Afterthoughts: Dr. Lisa Tetrault: When Women Won the Right to Vote: An American Fiction (2019)

Afterthoughts: Dr. Lisa Tetrault: When Women Won the Right to Vote: An American Fiction (2019)

Posted on 10/29/2019

On Monday, October 21, Dr. Lisa Tetrault (Associate Professor of History at Carnegie Mellon University) spoke with us about the history and continuity of voter suppression in the United States. Her lecture was titled: “When Women Won the Right to Vote: An American Fiction.”

Although the history of voting rights is often believed to be a story of the opening of the franchise to include more and more people, the reality is a history of both enfranchisement and disenfranchisement, with people of color and women both losing and gaining the right to vote at different moments in time.

Dr. Tetrault pointed out that many Americans speak of a positively protected right to vote as an essential component of citizenship when in fact no such right exists in our Constitution. Voting was and continues to be an issue handled at the state level. The majority of states allowed women to vote in some capacity before 1920. Many thought that to rally for a constitutional amendment for voting would be barking up the wrong tree.

The language of the 15th and 19th amendments both outlaw discrimination on the basis of race and sex, but neither ensures a right to vote and discrimination on other grounds (i.e. literacy tests in the past and restrictions on felons voting today) is how voter suppression continues to thrive.

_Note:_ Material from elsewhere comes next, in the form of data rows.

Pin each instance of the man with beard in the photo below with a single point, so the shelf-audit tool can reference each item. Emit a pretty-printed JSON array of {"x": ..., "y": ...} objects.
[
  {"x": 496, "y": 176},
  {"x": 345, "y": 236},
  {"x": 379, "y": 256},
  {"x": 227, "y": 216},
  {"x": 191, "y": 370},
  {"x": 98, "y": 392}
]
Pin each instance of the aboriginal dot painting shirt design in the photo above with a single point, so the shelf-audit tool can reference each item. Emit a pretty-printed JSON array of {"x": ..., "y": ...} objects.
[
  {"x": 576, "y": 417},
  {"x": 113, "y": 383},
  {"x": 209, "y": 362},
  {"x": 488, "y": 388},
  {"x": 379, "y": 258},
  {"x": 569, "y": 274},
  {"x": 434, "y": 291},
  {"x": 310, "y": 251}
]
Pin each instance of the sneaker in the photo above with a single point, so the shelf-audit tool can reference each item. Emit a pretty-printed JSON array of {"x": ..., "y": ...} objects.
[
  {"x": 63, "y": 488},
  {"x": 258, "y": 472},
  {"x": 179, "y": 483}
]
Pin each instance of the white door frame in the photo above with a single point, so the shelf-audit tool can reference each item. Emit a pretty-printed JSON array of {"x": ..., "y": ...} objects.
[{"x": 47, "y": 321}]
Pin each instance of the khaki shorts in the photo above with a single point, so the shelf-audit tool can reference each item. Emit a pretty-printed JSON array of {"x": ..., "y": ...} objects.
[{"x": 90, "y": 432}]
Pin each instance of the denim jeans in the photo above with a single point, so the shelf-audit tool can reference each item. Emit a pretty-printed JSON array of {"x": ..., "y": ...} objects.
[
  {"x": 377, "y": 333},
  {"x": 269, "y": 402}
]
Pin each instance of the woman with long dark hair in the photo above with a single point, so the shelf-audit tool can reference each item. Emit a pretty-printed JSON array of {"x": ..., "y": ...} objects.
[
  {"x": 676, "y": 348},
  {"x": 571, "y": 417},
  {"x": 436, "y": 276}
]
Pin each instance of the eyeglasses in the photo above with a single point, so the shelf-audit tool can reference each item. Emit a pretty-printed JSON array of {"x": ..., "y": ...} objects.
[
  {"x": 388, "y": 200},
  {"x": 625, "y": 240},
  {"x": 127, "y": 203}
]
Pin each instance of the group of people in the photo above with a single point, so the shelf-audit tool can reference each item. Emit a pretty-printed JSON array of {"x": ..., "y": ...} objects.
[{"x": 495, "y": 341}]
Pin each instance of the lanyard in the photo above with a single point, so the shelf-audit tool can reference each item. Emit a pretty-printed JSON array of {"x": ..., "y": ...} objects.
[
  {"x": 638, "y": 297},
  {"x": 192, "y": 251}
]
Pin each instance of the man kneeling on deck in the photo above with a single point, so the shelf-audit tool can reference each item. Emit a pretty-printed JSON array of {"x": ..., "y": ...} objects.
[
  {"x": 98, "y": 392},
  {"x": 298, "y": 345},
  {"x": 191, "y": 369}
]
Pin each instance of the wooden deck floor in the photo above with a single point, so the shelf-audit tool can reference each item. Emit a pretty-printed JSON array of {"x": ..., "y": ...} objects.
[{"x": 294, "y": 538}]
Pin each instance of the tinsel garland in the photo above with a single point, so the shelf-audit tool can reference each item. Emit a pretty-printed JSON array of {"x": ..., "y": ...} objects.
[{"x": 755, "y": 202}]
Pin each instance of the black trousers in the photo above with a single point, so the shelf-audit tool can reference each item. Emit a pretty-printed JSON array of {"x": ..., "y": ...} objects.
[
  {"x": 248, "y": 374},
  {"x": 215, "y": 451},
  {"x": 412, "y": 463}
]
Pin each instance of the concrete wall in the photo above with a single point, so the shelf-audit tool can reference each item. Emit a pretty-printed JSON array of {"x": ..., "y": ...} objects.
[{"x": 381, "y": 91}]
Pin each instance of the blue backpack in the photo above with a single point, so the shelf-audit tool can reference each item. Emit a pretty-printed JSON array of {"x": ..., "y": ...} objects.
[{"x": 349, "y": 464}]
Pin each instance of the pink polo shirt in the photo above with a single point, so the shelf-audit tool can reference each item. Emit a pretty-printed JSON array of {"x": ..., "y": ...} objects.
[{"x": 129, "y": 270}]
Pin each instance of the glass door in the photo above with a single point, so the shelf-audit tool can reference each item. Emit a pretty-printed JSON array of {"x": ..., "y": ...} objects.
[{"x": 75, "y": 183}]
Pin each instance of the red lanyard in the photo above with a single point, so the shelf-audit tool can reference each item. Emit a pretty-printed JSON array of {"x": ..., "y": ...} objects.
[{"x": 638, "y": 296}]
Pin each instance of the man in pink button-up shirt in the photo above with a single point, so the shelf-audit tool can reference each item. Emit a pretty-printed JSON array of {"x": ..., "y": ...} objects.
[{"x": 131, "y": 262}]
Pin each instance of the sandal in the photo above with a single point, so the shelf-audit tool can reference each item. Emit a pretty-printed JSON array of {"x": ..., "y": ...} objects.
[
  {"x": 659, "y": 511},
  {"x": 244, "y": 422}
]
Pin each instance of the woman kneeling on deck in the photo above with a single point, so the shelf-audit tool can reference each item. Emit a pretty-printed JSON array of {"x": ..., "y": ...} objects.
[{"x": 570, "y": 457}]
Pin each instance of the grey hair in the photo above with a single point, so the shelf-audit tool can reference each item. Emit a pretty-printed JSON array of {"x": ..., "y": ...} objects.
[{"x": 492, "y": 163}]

Privilege is an unsettlingly accurate description of the right to vote in the United States. The current crisis of voter suppression, which particularly targets communities of color and low income areas, reveals that disenfranchisement is not a thing of the past. Although the challenges are great, Lisa Tetrault gave us a window into imagining a better future, one in which every citizen has a protected and positively ensured right to vote.